Moonstone: LOA submission to Treasury
The LOA have made a submission to National Treasury to request a partial relaxation of the provisions of Section 54 of the Long Term Insurance Act.
“Section 54, in conjunction with the Regulations, provides for the following:
a) An insurance policy may not provide any benefits that mature before the policy has been in force for a period of 5 years.
b) If the policy is surrendered before the expiry of 5 years, the maximum benefit that can be paid on surrender to the policyholder will be the amount invested plus growth of 5% per annum. The balance of the investment returns must be paid after the expiry of the 5 year period.
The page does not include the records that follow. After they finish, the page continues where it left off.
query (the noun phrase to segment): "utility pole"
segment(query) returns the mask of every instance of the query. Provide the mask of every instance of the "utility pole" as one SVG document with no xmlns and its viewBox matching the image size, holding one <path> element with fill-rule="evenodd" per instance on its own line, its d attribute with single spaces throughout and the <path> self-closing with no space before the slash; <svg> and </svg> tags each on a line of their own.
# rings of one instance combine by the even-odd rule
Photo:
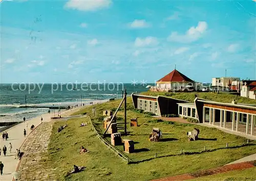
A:
<svg viewBox="0 0 256 181">
<path fill-rule="evenodd" d="M 127 135 L 126 127 L 126 90 L 124 89 L 124 135 Z"/>
</svg>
Where the excess amount is less than R2 500 the entire surrender value may be paid.
c) If the premiums paid in any year exceed 20% of the premiums paid in the any of the previous two years, the restriction period of 5 years commences again from the date of increase in the premiums.
d) Only one loan and one surrender of a policy may be allowed in the first 5 years of the policy term.
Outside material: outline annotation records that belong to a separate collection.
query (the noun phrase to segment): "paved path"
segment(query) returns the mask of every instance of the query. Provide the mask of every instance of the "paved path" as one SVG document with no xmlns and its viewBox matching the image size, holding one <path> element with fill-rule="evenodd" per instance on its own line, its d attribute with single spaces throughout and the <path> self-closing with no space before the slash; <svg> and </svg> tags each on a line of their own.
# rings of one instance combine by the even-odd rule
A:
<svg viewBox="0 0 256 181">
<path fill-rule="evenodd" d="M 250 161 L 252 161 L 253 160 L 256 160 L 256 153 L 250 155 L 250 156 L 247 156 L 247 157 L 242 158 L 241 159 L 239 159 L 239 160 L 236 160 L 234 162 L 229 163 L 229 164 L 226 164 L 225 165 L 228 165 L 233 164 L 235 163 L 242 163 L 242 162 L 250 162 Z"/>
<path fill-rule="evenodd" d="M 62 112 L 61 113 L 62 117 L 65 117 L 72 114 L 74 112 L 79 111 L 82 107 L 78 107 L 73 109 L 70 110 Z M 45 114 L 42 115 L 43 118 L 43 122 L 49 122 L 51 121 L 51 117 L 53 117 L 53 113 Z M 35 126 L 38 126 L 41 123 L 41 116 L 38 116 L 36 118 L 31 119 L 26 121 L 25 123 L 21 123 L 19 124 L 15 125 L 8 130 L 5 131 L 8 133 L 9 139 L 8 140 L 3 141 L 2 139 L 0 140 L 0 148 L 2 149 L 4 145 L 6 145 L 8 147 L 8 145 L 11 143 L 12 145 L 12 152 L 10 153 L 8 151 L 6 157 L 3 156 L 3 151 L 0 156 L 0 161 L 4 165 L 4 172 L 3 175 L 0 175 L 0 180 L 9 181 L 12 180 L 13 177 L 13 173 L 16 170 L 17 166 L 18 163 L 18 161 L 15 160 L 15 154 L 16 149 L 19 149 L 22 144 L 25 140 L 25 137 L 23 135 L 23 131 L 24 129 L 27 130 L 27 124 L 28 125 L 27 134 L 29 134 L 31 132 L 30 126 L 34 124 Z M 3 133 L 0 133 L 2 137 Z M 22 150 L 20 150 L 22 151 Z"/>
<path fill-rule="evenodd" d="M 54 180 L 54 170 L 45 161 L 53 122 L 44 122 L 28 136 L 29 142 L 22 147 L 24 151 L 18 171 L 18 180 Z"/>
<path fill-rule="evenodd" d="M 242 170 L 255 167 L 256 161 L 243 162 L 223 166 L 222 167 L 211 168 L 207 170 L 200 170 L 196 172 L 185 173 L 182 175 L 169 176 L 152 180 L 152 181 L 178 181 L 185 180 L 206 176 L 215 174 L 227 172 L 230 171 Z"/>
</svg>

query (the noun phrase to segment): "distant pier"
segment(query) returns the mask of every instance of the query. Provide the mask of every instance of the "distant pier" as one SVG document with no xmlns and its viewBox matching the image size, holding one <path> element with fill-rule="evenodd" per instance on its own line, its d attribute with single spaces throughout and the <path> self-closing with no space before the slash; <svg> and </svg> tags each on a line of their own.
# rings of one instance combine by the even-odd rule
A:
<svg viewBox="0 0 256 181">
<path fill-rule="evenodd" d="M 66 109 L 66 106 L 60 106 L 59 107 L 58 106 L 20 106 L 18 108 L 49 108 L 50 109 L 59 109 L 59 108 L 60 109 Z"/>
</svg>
It is proposed that the following areas of Section 54 be relaxed:
· Remove the maximum benefit limit of the amount invested plus growth of 5% per annum;
· Allow more than one surrender and / or loan in the first five years of a policy;
· Allow full termination at early ill health retirement;
· Allow full termination at retrenchment.”
Allow me one quote from the submission by the LOA to demonstrate how the over-zealous legislators are contradicting themselves:
“On surrendering a policy during the first five years after commencement, a life office may only pay the policyholder a maximum withdrawal benefit equal to the amount invested plus growth of 5% per annum (the “restricted amount”).
This restriction seems to be at odds with requirements under the minimum early termination values, as contained in Part 5 of the Regulations under the Long Term Insurance Act of 1998, more so in relation to the recent amendments proposed under Part 5. Part 5 specifies a minimum early termination value that could be in excess of the maximum amount payable under Section 54. For example, under the proposals for Part 5, the minimum early termination value after 3 years will be 94% of the fund value. If this amount is in excess of the restricted amount, the balance needs to be retained in the policy and paid at the end of the restriction period.
It becomes difficult to explain to our customers why one part of the legislation provides for minimum early termination values, whilst another prevents us from actually paying the full amount. This seems to be at odds with the direction in which minimum early termination regulation is moving, where the regulatory authorities are encouraging higher early termination benefits.